D-Day for Mother's Day.

The "Happy Birthday, Mum" will resonate this Sunday all over France.

A traditional rendezvous made up of more or less eccentric gifts and family memories.

And after a long year marked by Covid-19, during which some families had to live at a distance and where many women were on the front line, will Mother's Day have a different impact this year?

For

20 Minutes

, Christine Castelain-Meunier, sociologist at the CNRS and author (

Men also come from Venus

, ed. Larousse, 2020), looks back on this celebration.

After this long Covid-19 crisis, which is not yet over, what does Mother's Day represent this year?

There is this need to party and to get together, to mark the occasion.

This new importance is linked to something which must be grandiose, which is out of the ordinary.

Suddenly, it takes on a very strong dimension.

There is this idea that women have given a lot in this time of crisis.

How did they give a lot?

Between teleworking and children in distance education, the presence of humans allowed in some cases more sharing, and sometimes more costs.

The woman is honored in this context of crisis more than before.

By recognizing the almost invisible work in the field of health, of all that relates to care and service, women were very present in the public space where there was a context that could be anxiety-provoking.

Why does Mother's Day stand out from other "commercial" holidays?

This comes under the affective and fundamental educational responsibilities in contemporary society.

The contribution of women to the education of children is something recognized as very complex and highly valued.

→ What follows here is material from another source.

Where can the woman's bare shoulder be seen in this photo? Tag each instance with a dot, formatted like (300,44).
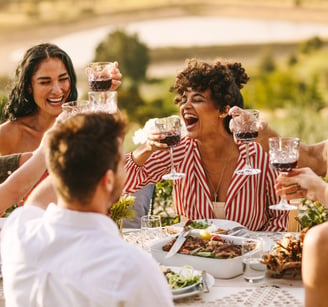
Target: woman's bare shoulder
(10,134)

This imperative of a good mother was called into question in the 1970s when, thanks to the women's liberation movement, social gains enabled them to assert themselves as women there or before, they asserted themselves as mothers.

One would have thought that there would be less importance to assert oneself as a mother when one is an emancipated woman.

But this has been reinforced as we are having fewer children.

Is asserting yourself as a mother in 2021 any different?

Women have asserted themselves with civil and social rights, demands for an egalitarian culture with men in all fields.

Being a mother became something more chosen and reinvested by women, who wanted to combine all the roles.

Work, be emancipated, have children, build your life well, direct your choices, assert yourself, but without forgetting the mother side.

In fact, Mother's Day is more generally celebrated than Father's Day.

Why ?

Mother's Day is connoted by mythical representations, very strong symbolic systems, because it was born in a society which attached great importance to having children. There was a desire to encourage the birth rate and to recognize the important part of women in the world of reproduction and education. Fathers were permanently honored. Before, it was institutional fatherhood, with very gendered roles. Men in production, women in reproduction.

Today, it's interesting to see that Father's Day counts more and more.

The place of the father has become important because it is a new standard in contemporary society.

We are moving towards a little less inequalities in responsibilities, through a presence, through a link and more shared domestic responsibilities.

Even if of course the mental load still exists.

Is the symbolism of Mother's Day called upon to evolve over time?

Of course, because we are in an individualistic, ego-oriented society.

The meaning is transformed and the way in which we honor the woman, the mother, changes.

Before the women's movements of 1970, women were confined to household appliances.

We put it in scene with this liberation that it could have thanks to the vacuum cleaner, the pressure cooker, the washing machine.

She would thus feel less stressed to prepare her husband's meal when he comes home from work ...

We are no longer in it at all.

Today, it is the idea of ​​honoring the mother because we honor the woman.

Because she has a lot of responsibility on her back, she works, she asserts herself.

We want to relieve her a little, de-stress her, communicate happiness to her.

It is a holiday where children give of their own to honor their mothers.